As Senate President, I know how important the labor movement was in passing a constitutional amendment last November that raised the minimum wage and indexed future increases to the rate of inflation - part of what is now a national movement to guarantee a living wage to those working in the fast-food restaurants and big-box stores that are the factories of the 21st Century.
Union workers don't make minimum wage, but they recognize the struggles of those who do, and the responsibility of the labor movement to be a progressive force for all workers and their families. That's why they were such vocal supporters of the Dream Act to enable children of undocumented workers to go to college at in-state tuition rates, and why they are joining us in pushing for earned sick leave for every New Jersey worker.
On this Labor Day, we recognize that we all have a lot to do to build on the accomplishments of past generations in order to make New Jersey the state we all want it to be - a place where our children will have the opportunity to do better than ourselves.
The challenges are daunting: New Jersey has not bounced back from the Great Recession as quickly as our neighbors, and our unemployment rate remains stubbornly above the national average. Poverty is growing, as is the wage gap between rich and poor.
We need to shore up our state's finances. We need to fix our public employee pension systems both to safeguard the pensions that our workers and retirees have earned and to protect the interests of future taxpayers. And we need to make the investments in higher education and transportation infrastructure that will enable us to compete in a global economy.

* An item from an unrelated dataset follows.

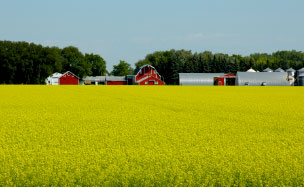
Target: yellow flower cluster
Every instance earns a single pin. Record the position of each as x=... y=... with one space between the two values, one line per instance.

The trains that run between New Jersey and New York run through 105-year-old tunnels that were planned and built by our great-grandfathers; they were engineering marvels, but new tunnels need to be built. What will our great-grandchildren say about us if we don't live up to our responsibility to leave them a better New Jersey?
It may look like a steep climb, but we can make it. The sky's the limit. Let's get to work.
Senator Stephen Sweeney (D-Gloucester) is President of the New Jersey Senate and General Vice President of the Ironworkers Union.